Hambilton Engineering Ltd. is the one in Preston, may I add from personal experience, an excellent company to deal with.

Drew


----------



## HermanHymer (Dec 5, 2008)

It's Hambilton Engineering, Bee Lane, Penwortham Preston 01772 315078 but they are always booked up well in advance. Drew's opinion is correct. It would be helpful "Stoned" if you filled in your profile details, then we could be more specific to your area. Long way to Preston if you're in Cornwall or Brora.


----------



## Drew (May 30, 2005)

Depending on the leak and how good a DIY person you are, you maybe be able to have a go yourself. It is amazing how easy it is to remove a skylight, clean off the old mastic, refill and replace the skylight. 

As in your previous post, pictures of the offending areas would be a great help.


----------



## coppo (May 27, 2009)

Its easy to do yourself with non setting sealant, the hardest bit is the cleaning off of the old sealant.


----------



## javea (Jun 8, 2007)

Not wishing to take business away from Peter Hamilton who is first class, here is a video showing how to do it yourself if you fancy having a go:


----------



## fatbuddha (Aug 7, 2006)

I replaced 2 rooflights on my old motorhome last year - it's not a difficult job to once you understand a) how they are fitted so you can dismantle the old ones and put them or new ones in, and b) make sure that you clear off any old sealant before replacing it with new stuff - getting good smooth, matching surfaces is key.

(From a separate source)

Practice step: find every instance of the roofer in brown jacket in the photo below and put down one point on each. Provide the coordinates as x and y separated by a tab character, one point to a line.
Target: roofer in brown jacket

rather than use Sikaflex to seal the rooflight onto the top, get a roll of W4 sealing strip (comes in 2 widths) - https://www.amazon.co.uk/dp/B0036KG89I/ref=pe_385721_37038051_TE_3p_dp_1. use that on the roof to bed the rooflight onto and then seal around the side with Sikaflex 512. do that and I can guarantee you won't see leaks again!


----------